Incidents and Postmortems

Recently, I was consulting at a place which used CircleCI as part of its CI/CD setup and as part of working there I signed myself up to receive email from them. I’ve known about and used CircleCI in the past and knew it as a place which used clojure to build their product which I thought was quite interesting.

These days, you don’t hear much about clojure. Rich Hickey, creator of clojure, who used to give a lot of insightful and provoking talks, has largely been quiet the last few years. I tried using it myself here and there, but found working on top of Java and the JVM too frustrating with enormous stack traces and all the quirks of the Java ecosystem peeking through the layers of the clojure VM. I still think clojure is the most ergonomic and “modern” of the lisp variants I’ve tried, and it would be nice if someone built something like it on LLVM for example. But I digress…

CircleCI recently had a really serious security incident and as part of that published a post-mortem report which I found to be really fascinating and well-written, so I thought I should recommend it here as an example of how I think post-mortems should be written.
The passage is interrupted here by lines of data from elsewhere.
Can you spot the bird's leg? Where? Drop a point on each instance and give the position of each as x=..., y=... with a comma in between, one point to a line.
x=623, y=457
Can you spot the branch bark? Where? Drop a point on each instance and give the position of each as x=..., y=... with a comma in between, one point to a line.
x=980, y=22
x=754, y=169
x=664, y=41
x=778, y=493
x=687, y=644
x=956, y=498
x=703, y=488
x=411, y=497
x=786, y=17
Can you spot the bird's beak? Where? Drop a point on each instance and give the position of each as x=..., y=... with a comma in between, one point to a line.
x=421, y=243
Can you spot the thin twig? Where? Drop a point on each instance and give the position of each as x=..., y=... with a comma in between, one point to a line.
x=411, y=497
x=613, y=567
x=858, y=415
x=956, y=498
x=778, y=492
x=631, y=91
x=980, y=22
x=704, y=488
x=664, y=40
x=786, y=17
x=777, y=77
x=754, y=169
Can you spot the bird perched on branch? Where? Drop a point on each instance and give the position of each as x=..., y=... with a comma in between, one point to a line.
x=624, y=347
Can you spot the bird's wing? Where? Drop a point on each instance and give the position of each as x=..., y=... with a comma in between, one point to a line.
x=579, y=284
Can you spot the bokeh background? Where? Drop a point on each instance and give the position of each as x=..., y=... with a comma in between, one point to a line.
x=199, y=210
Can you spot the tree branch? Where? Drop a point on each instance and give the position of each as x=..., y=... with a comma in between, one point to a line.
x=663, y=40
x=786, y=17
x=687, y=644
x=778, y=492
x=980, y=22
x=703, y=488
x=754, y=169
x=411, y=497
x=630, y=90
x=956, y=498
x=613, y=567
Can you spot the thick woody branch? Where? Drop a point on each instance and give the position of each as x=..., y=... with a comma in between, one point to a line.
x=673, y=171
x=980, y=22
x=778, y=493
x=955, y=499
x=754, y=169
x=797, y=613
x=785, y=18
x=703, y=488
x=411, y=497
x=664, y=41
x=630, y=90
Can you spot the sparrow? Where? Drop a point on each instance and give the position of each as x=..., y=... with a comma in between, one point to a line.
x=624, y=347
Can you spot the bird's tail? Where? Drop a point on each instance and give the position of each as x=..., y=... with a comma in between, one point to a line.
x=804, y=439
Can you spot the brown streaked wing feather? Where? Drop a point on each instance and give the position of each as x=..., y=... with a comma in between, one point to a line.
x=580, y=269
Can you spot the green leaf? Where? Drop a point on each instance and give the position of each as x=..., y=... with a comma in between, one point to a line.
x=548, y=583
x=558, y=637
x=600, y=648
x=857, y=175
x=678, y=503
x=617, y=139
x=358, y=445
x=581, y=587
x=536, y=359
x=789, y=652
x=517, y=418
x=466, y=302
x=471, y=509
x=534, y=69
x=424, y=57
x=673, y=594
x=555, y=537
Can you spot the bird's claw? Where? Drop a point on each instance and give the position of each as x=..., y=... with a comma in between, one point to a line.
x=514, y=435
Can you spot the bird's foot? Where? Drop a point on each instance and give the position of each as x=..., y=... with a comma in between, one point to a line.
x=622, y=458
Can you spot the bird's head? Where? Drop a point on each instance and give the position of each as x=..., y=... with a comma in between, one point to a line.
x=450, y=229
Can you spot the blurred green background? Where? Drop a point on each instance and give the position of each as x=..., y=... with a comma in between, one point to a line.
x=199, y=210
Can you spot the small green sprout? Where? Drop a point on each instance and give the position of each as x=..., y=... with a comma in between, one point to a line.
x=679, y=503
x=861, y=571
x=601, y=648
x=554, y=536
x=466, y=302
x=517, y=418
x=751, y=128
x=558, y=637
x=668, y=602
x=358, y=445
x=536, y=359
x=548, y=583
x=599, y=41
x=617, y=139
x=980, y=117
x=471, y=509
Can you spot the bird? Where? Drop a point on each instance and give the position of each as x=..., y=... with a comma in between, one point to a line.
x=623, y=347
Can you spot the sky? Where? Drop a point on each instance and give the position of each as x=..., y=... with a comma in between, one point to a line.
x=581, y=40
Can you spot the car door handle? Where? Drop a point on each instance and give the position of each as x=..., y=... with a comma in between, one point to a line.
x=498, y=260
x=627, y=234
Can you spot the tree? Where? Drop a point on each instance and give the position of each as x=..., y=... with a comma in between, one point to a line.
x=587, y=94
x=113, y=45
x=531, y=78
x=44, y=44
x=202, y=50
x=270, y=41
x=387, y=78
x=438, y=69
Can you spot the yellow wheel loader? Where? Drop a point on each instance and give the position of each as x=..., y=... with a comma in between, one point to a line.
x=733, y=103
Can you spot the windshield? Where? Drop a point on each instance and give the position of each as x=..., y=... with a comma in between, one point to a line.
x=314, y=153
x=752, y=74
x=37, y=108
CircleCI incident report, Jan 4, 2023

Some of the highlights include great security recommendations for working with access tokens (make sure they expire), 2FA (didn’t help in this case) and IP range limits, among other things. The level of sophistication in the attack is also striking. Not only was an individual employee targeted as the attack vector, but in order to actually get access to production systems the attackers had to generate new production tokens and exploit running services for decryption keys. Nightmare fuel for anyone who has deployed services on the internet, ever.

I’ve thought a lot about documentation and what kinds of documentation I find effective and worthwhile. Making a push towards better documentation can easily lead to large amounts of writing that either goes unread or quickly becomes stale. The question is how we can concentrate our documentation efforts in areas that are effective and in ways that age well.

Using RFC document processes for new feature development is one area where I think writing good documentation is essential, and postmortems is another. Both postmortem in the sense of writing down a summary of the process as part of a release, not only to publish externally but also for internal use. Reflecting back on what went well, what was accomplished and lessons learned is a great practice and remains valuable even if the project evolves. The same goes for incident reports. Even if no one reads them later, the process of writing an incident report and doing proper root cause analysis is incredibly valuable in itself.

Reference manuals are useful only if they are generated from the code, and preferably shouldn’t require manual markup in the code to be useful.

Guides and tutorials don’t age well, that’s true. But they are also very useful, especially for public/free software projects. The great thing about an installation/setup/usage guide is that it makes the intent of the software explicit. A guide to using something tells you a lot about how the thing is meant to be used and what the scenarios that the authors imagined are when writing it. If you are deploying a project in an environment or use case that isn’t covered by a guide or in ways that contradict the provided usage guides, then you can expect to hit parts of the software that either don’t work or don’t work as intended.

My feeling is that a lot of developers either don’t spend enough time writing documentation, or when they do, they write documentation that doesn’t age well or is written in a way that ends up being less useful than it could be.